Let's say he did follow the rules, but that particular chart was not selected as one of the 5%, would he still be screwed?
Maybe. Probably.

Again, he agreed to this CPA, presumably of his own free will. If he didn't read the contract and didn't realize that he'd be responsible in a situation like this, he needs a better lawyer (to sue the one that reviewed his contract, for legal malpractice).
 
I agree with the decision. The most important thing we were taught was that the attending physician is 100% responsible for the patient's care.

I'm sure he gained financial incentives having the NP practice under his name.
 
I agree with the decision.

I also have thought collaboration agreements were a bad idea and no intention of being in one.
 
He was only obligated to see 5% of weekly charts.
Let's say he did follow the rules, but that particular chart was not selected as one of the 5%, would he still be screwed?
He fessed up to his sins, which is good but ultimately cost him.

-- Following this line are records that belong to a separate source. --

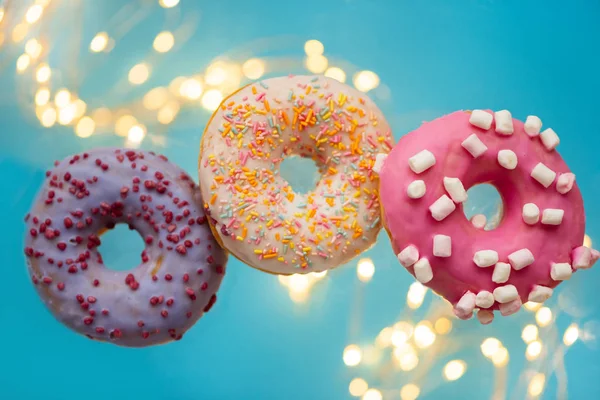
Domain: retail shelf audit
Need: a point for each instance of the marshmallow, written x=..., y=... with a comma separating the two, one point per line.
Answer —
x=565, y=182
x=481, y=119
x=552, y=216
x=521, y=259
x=543, y=175
x=531, y=214
x=501, y=272
x=408, y=256
x=379, y=160
x=560, y=271
x=455, y=189
x=421, y=161
x=582, y=257
x=441, y=208
x=533, y=126
x=416, y=189
x=474, y=146
x=485, y=316
x=507, y=159
x=485, y=258
x=484, y=299
x=423, y=270
x=539, y=294
x=442, y=246
x=549, y=139
x=503, y=122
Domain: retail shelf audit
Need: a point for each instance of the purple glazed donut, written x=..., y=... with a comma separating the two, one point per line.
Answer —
x=182, y=265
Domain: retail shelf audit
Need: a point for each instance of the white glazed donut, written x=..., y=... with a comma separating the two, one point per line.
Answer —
x=254, y=212
x=182, y=265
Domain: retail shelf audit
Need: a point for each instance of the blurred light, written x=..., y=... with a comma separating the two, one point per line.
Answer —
x=336, y=73
x=352, y=355
x=536, y=385
x=530, y=333
x=212, y=99
x=358, y=387
x=365, y=269
x=571, y=335
x=543, y=316
x=253, y=68
x=443, y=326
x=366, y=80
x=164, y=42
x=410, y=392
x=99, y=42
x=454, y=370
x=313, y=48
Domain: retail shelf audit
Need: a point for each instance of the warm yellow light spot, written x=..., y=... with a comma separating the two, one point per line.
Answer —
x=365, y=269
x=316, y=64
x=543, y=316
x=352, y=355
x=212, y=99
x=443, y=326
x=253, y=68
x=313, y=48
x=164, y=42
x=358, y=387
x=536, y=385
x=336, y=73
x=85, y=127
x=410, y=391
x=366, y=80
x=139, y=73
x=454, y=369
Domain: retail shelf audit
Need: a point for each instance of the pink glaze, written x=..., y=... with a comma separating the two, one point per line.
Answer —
x=409, y=221
x=181, y=267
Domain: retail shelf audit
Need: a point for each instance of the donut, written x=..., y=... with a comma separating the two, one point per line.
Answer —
x=538, y=241
x=181, y=267
x=254, y=212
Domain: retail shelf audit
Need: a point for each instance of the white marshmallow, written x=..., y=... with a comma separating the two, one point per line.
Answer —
x=543, y=175
x=560, y=271
x=565, y=182
x=485, y=258
x=549, y=139
x=379, y=160
x=408, y=256
x=506, y=294
x=501, y=272
x=423, y=270
x=552, y=216
x=508, y=159
x=503, y=122
x=455, y=189
x=484, y=299
x=441, y=208
x=474, y=146
x=521, y=259
x=539, y=294
x=481, y=119
x=533, y=126
x=485, y=316
x=531, y=214
x=421, y=161
x=416, y=189
x=442, y=246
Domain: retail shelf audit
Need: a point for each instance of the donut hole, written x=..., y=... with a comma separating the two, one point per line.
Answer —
x=484, y=199
x=300, y=172
x=121, y=248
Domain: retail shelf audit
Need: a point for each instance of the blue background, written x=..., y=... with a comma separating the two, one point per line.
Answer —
x=436, y=56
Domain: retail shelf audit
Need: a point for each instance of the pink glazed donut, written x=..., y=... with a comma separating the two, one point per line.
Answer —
x=182, y=265
x=538, y=242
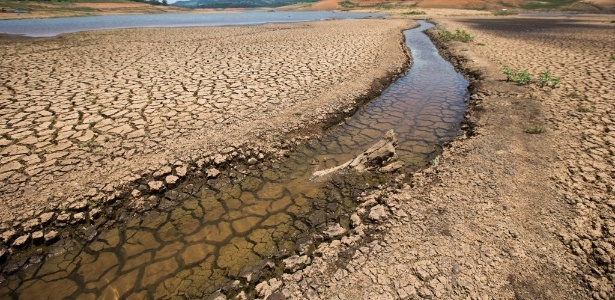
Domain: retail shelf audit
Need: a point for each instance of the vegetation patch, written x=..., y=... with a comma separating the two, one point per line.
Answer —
x=547, y=4
x=504, y=12
x=459, y=35
x=534, y=129
x=521, y=77
x=414, y=13
x=347, y=4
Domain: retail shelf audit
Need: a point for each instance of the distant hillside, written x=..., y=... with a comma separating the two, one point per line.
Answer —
x=238, y=3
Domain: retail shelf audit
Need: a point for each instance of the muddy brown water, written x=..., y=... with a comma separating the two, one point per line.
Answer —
x=222, y=230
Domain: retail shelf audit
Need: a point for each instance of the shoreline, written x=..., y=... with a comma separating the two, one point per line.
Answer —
x=122, y=199
x=490, y=218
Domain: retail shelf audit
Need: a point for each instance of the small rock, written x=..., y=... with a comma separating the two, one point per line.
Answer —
x=377, y=213
x=356, y=220
x=94, y=213
x=334, y=231
x=21, y=241
x=171, y=179
x=91, y=192
x=217, y=296
x=212, y=173
x=181, y=171
x=28, y=226
x=163, y=171
x=265, y=289
x=51, y=237
x=37, y=237
x=295, y=262
x=79, y=206
x=63, y=218
x=155, y=186
x=46, y=217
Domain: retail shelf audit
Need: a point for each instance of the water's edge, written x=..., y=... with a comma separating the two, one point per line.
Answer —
x=122, y=212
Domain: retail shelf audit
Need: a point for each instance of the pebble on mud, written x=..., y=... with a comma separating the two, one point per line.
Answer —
x=212, y=173
x=21, y=241
x=266, y=288
x=295, y=263
x=37, y=237
x=155, y=186
x=3, y=254
x=46, y=217
x=334, y=231
x=51, y=237
x=171, y=179
x=377, y=213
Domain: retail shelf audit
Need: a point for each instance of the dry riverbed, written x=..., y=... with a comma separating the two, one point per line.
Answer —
x=503, y=214
x=85, y=116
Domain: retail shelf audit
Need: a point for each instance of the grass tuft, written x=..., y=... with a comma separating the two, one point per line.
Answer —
x=459, y=35
x=347, y=4
x=414, y=13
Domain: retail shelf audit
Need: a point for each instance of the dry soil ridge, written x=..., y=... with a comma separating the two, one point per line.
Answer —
x=504, y=214
x=163, y=159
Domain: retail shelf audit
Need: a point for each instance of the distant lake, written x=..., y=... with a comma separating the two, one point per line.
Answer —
x=53, y=27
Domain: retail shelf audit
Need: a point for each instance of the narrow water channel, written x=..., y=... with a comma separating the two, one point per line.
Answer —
x=225, y=228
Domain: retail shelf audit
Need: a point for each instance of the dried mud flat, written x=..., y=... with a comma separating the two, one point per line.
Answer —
x=504, y=214
x=86, y=115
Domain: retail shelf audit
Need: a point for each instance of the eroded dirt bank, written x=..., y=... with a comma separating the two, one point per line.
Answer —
x=84, y=116
x=505, y=214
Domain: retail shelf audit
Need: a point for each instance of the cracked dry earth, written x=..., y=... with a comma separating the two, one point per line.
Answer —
x=504, y=214
x=82, y=114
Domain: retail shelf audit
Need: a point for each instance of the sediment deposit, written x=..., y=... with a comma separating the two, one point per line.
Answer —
x=504, y=214
x=85, y=114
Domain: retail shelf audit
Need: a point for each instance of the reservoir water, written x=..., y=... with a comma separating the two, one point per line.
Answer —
x=224, y=229
x=55, y=26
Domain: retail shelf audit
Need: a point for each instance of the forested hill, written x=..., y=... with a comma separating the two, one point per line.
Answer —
x=237, y=3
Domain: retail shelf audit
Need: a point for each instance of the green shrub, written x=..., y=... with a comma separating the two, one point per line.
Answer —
x=459, y=35
x=536, y=129
x=347, y=4
x=504, y=13
x=522, y=77
x=414, y=12
x=544, y=78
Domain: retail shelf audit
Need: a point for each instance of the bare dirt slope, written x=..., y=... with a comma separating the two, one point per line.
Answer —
x=61, y=9
x=504, y=214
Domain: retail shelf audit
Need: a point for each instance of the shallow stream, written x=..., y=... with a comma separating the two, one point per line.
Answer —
x=226, y=228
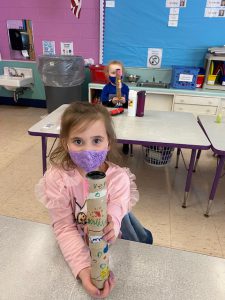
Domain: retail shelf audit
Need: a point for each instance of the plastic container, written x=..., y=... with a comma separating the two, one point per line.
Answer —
x=200, y=81
x=157, y=156
x=98, y=74
x=140, y=103
x=211, y=79
x=132, y=104
x=184, y=77
x=62, y=77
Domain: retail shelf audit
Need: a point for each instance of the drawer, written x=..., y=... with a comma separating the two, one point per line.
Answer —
x=196, y=100
x=196, y=109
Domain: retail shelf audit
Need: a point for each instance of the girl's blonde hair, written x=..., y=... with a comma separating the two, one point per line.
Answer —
x=80, y=115
x=114, y=62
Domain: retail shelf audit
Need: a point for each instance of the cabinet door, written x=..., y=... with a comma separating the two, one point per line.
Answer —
x=196, y=109
x=196, y=100
x=94, y=95
x=162, y=102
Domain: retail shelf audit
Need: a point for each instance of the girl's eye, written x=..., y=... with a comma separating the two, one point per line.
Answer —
x=97, y=141
x=77, y=142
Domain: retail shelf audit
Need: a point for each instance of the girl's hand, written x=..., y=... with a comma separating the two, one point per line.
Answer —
x=85, y=276
x=109, y=233
x=115, y=100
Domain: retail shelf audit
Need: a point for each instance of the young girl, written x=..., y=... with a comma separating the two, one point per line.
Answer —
x=86, y=142
x=108, y=95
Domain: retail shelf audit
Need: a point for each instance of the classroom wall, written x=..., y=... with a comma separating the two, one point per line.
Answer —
x=53, y=20
x=131, y=27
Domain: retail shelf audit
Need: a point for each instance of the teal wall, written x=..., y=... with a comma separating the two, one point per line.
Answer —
x=37, y=92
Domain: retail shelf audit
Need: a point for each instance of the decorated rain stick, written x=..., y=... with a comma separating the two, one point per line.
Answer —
x=118, y=83
x=96, y=221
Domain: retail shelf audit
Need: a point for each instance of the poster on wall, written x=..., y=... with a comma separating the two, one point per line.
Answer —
x=48, y=47
x=154, y=59
x=66, y=48
x=176, y=3
x=215, y=9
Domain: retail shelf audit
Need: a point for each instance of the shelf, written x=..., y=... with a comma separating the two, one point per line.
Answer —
x=215, y=57
x=214, y=87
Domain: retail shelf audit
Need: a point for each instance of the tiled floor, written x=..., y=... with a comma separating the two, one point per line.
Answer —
x=161, y=189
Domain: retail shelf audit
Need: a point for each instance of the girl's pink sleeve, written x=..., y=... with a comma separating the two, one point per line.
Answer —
x=54, y=195
x=123, y=194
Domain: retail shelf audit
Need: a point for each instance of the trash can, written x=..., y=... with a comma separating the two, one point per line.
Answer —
x=62, y=77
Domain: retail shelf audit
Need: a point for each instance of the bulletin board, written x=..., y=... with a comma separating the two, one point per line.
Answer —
x=131, y=27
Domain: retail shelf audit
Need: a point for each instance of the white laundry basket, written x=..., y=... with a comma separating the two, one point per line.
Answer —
x=157, y=156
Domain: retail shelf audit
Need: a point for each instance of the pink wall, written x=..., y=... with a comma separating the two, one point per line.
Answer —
x=53, y=20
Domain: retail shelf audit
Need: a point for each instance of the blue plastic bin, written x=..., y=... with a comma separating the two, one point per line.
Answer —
x=184, y=77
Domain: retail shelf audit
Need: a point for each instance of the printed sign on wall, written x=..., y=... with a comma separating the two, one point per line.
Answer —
x=67, y=48
x=154, y=59
x=48, y=47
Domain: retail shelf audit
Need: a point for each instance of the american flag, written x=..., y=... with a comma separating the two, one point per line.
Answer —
x=76, y=7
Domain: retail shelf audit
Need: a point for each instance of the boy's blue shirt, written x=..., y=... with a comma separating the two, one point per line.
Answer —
x=109, y=91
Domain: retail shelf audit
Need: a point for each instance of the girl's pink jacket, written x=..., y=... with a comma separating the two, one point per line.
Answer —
x=64, y=193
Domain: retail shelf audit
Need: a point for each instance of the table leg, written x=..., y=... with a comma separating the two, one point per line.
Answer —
x=215, y=183
x=189, y=175
x=131, y=149
x=44, y=151
x=197, y=159
x=178, y=156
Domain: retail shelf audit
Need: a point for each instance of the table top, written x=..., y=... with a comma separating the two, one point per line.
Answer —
x=215, y=132
x=178, y=129
x=32, y=267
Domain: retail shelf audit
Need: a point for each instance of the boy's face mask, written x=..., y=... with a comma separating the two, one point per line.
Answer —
x=88, y=160
x=113, y=79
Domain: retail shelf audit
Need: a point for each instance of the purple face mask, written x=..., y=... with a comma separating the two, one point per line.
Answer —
x=89, y=160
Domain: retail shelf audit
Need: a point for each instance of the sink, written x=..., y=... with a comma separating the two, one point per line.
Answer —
x=16, y=78
x=12, y=83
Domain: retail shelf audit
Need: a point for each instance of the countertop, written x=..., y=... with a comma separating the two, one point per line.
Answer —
x=196, y=92
x=32, y=267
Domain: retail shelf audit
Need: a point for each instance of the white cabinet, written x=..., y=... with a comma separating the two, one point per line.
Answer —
x=162, y=102
x=172, y=100
x=198, y=105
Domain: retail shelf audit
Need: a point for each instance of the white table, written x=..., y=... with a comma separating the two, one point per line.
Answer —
x=216, y=135
x=169, y=129
x=32, y=267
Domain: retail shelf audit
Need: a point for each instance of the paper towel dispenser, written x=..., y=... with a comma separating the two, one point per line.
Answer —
x=19, y=39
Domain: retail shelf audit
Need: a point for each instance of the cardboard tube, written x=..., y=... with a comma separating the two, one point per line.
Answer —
x=96, y=221
x=118, y=83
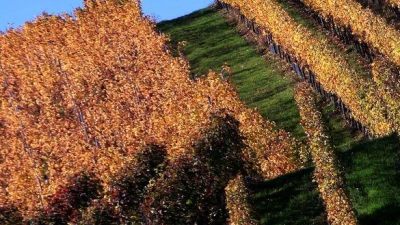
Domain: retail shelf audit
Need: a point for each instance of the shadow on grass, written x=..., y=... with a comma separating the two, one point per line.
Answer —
x=372, y=176
x=289, y=199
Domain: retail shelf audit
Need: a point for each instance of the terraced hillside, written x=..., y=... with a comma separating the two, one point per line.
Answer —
x=267, y=82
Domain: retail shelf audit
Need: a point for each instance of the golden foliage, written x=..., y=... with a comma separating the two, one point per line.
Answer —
x=326, y=172
x=86, y=92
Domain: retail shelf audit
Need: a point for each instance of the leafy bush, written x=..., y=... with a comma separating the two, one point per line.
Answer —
x=191, y=189
x=65, y=205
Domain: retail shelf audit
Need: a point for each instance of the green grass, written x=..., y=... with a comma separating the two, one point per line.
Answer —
x=262, y=83
x=371, y=168
x=372, y=171
x=291, y=199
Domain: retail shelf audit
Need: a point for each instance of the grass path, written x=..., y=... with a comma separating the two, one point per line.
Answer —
x=262, y=83
x=371, y=168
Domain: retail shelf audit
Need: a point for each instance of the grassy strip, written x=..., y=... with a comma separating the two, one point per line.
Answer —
x=370, y=167
x=265, y=84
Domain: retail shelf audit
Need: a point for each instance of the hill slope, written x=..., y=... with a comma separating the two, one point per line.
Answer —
x=371, y=167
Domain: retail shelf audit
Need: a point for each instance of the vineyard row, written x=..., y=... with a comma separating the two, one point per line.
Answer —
x=302, y=71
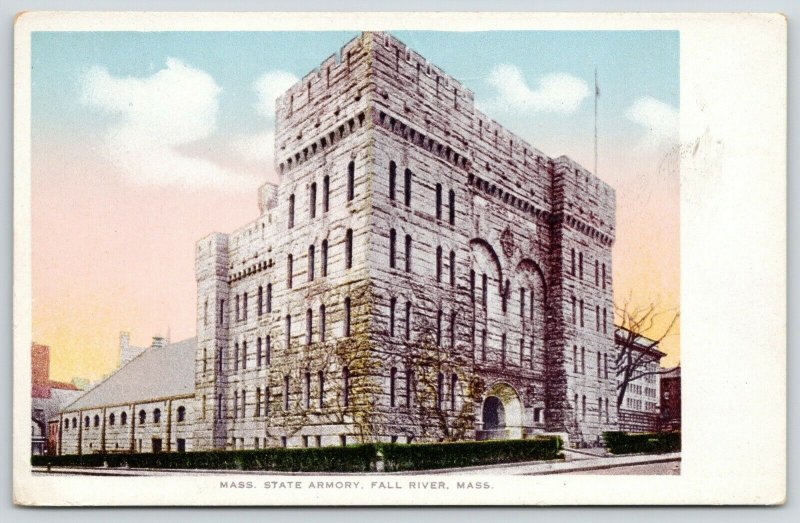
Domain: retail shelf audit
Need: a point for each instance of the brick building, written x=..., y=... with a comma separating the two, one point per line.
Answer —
x=419, y=274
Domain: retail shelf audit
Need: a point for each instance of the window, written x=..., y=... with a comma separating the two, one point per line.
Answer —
x=407, y=188
x=322, y=323
x=392, y=378
x=307, y=390
x=286, y=392
x=312, y=201
x=453, y=329
x=392, y=247
x=572, y=262
x=346, y=332
x=309, y=326
x=326, y=193
x=392, y=179
x=408, y=253
x=291, y=211
x=321, y=381
x=351, y=180
x=310, y=263
x=408, y=321
x=453, y=385
x=438, y=201
x=348, y=249
x=452, y=268
x=345, y=387
x=438, y=264
x=452, y=207
x=439, y=315
x=439, y=390
x=392, y=307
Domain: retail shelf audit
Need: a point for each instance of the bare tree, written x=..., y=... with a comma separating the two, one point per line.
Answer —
x=637, y=346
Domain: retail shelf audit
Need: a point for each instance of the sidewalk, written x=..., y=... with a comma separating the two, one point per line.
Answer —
x=575, y=462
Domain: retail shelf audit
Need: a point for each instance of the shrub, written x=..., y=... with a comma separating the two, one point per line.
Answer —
x=353, y=458
x=642, y=443
x=421, y=456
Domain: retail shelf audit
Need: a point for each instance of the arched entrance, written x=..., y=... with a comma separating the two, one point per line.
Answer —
x=501, y=413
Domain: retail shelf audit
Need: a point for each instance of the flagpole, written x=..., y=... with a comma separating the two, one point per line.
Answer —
x=596, y=95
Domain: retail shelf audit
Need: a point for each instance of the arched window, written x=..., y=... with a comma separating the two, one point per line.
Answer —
x=438, y=264
x=408, y=253
x=407, y=188
x=309, y=325
x=392, y=179
x=312, y=201
x=310, y=263
x=452, y=268
x=452, y=207
x=439, y=390
x=291, y=211
x=322, y=320
x=351, y=180
x=453, y=386
x=438, y=201
x=392, y=386
x=345, y=387
x=346, y=332
x=392, y=247
x=324, y=258
x=326, y=192
x=348, y=249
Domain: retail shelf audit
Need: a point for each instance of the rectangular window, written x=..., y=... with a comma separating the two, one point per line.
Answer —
x=310, y=263
x=324, y=258
x=392, y=307
x=392, y=247
x=326, y=190
x=312, y=201
x=346, y=332
x=291, y=211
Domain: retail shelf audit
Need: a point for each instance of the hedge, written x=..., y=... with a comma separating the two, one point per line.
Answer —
x=421, y=456
x=642, y=443
x=352, y=458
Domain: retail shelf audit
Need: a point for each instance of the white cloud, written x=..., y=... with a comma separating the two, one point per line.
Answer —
x=269, y=87
x=555, y=92
x=154, y=118
x=659, y=120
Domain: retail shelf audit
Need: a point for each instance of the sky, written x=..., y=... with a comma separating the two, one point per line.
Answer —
x=142, y=143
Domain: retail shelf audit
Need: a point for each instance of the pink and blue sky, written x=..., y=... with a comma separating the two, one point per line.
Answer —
x=145, y=142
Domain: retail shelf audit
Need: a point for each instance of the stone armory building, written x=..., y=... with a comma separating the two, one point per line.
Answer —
x=419, y=273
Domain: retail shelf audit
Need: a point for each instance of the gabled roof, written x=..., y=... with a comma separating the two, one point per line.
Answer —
x=158, y=372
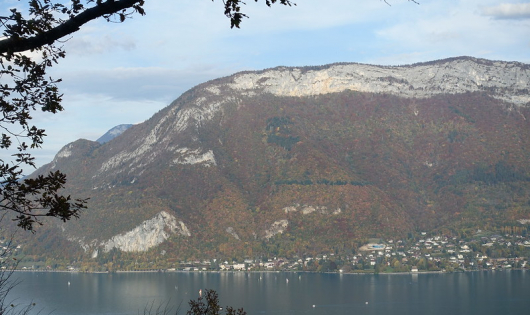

If this np was practically as ridiculously as it sounds like, I would hope he would have figured that out after reviewing a small sample of her charts. It sounds like he decided to profit off a NP who needed him to run her drug dealing clinic (from the description of these medications, I'm guessing she was a pill mill person). Those clinics are hard to miss, especially if you're theoretically supposed to be supervising them.
 
If this np was practically as ridiculously as it sounds like, I would hope he would have figured that out after reviewing a small sample of her charts. It sounds like he decided to profit off a NP who needed him to run her drug dealing clinic (from the description of these medications, I'm guessing she was a pill mill person). Those clinics are hard to miss, especially if you're theoretically supposed to be supervising them.

True.
As a physician, it was a stupid move to try to profit off a pill mill.
 
"Barger prescribed her patient, Robert Ratts, multiple medications, including Lortab, methadone, Wellbutrin, lithium and Xanax."

Could of just went with a propofol drip! Jeez. But the triglycerides though, I know.
How'd the methadone fly? NP's aren't granted that prescribing authority... could be how/why they nailed the collaborating physician... if he was signing scripts without review, he's a twit.

Semper Brunneis Pallium
 
Man with all the horrible consults I'm getting from nps, I can't understand why they are allowed to do anything
 
How'd the methadone fly? NP's aren't granted that prescribing authority...
This may be state dependent but methadone for pain management absolutely can be Rx'd by NPs and PAs...at least where I live. My palliative care NP uses it all the time.

Now for opioid addiction maintenance therapy...that's a different story.
 
This may be state dependent but methadone for pain management absolutely can be Rx'd by NPs and PAs...at least where I live. My palliative care NP uses it all the time.

Now for opioid addiction maintenance therapy...that's a different story.
Fair point. Wasn't thinking about palliative or pain management; was thinking about opioid maintenance. Still scary though.

-d

Semper Brunneis Pallium
 
This doctor was either naïve, uninformed or plain stupid. Maybe a combination of all three. If you enter a workplace where a "midlevel" exists, you better know what your contract says. Hospitals and groups LOVE to do this. It protects THEM from having to cover a NP's mistakes since the "supervising physician" should have noticed it.

He most likely did it to get some fast bucks. If you were Picasso, would you let a painter with some community college finish your last work?

Didn't think so. This was idiotic choice.